Essa não é a maneira mais eficiente de segurar o processo inflacionário. O ideal é que as ações sejam coordenadas: que o lado fiscal coopere com o lado monetário. A despeito de não estarmos diante da resposta ideal, não há alternativa: o BC não pode jogar a toalha. Se o ele jogar a toalha e não fizer o que fez, vamos adicionar à lista de problemas econômicos existentes uma inflação mais elevada em caráter permanente.

Além da falta de coordenação entre a política monetária e fiscal para combater a inflação, há outro mecanismo que não está funcionando neste momento?

Temos visto que o BC está perdendo o canal do câmbio para ajudar no combate à inflação. A partir de meados do ano, começamos a ter muito ruído sobre as questões políticas e fiscais. O risco-país começou a piorar e à medida que o ele sobe, a moeda nacional tende a se depreciar. Moral da história: o BC não tem podido contar com um dos canais mais importantes de transmissão da política monetária, que é o câmbio, por causa do risco político e fiscal.

Isso deixa o BC mais isolado nessa tarefa?

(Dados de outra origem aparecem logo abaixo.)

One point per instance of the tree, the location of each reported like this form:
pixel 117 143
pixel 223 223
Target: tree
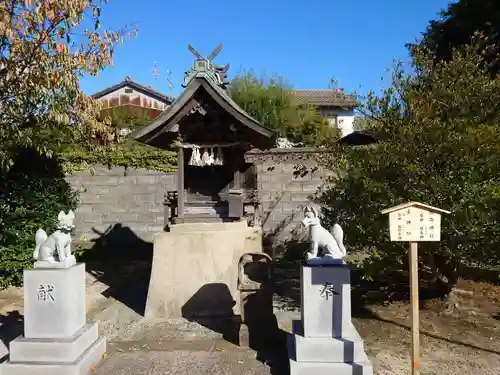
pixel 270 101
pixel 439 143
pixel 457 26
pixel 45 48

Para que o custo de combate à inflação – que sempre existe e é inevitável – seja o menor possível, o BC tem que contar com todos os canais de transmissão. Quando o BC tem do seu lado uma política fiscal que o ajude, o efeito do custo do combate à inflação para o nível de atividade tende a ser menor. Diante de o BC estar sozinho nessa batalha, os juros da política monetária têm de ser mais elevados do que precisariam ser. Como o juro de mercado responde ao que o BC faz e também à percepção dos agentes do risco político e fiscal, hoje ele está muito alto, acima de 5% ao ano. Em prazos mais longos, chega perto de 6%. Com isso, fatalmente a atividade sofrerá. Não vou me surpreender se tivermos uma estagnação econômica em 2022. Ou seja, um crescimento muito perto de zero ou ligeiramente positivo ou talvez até pior do que isso. É o que espero para o ano que vem.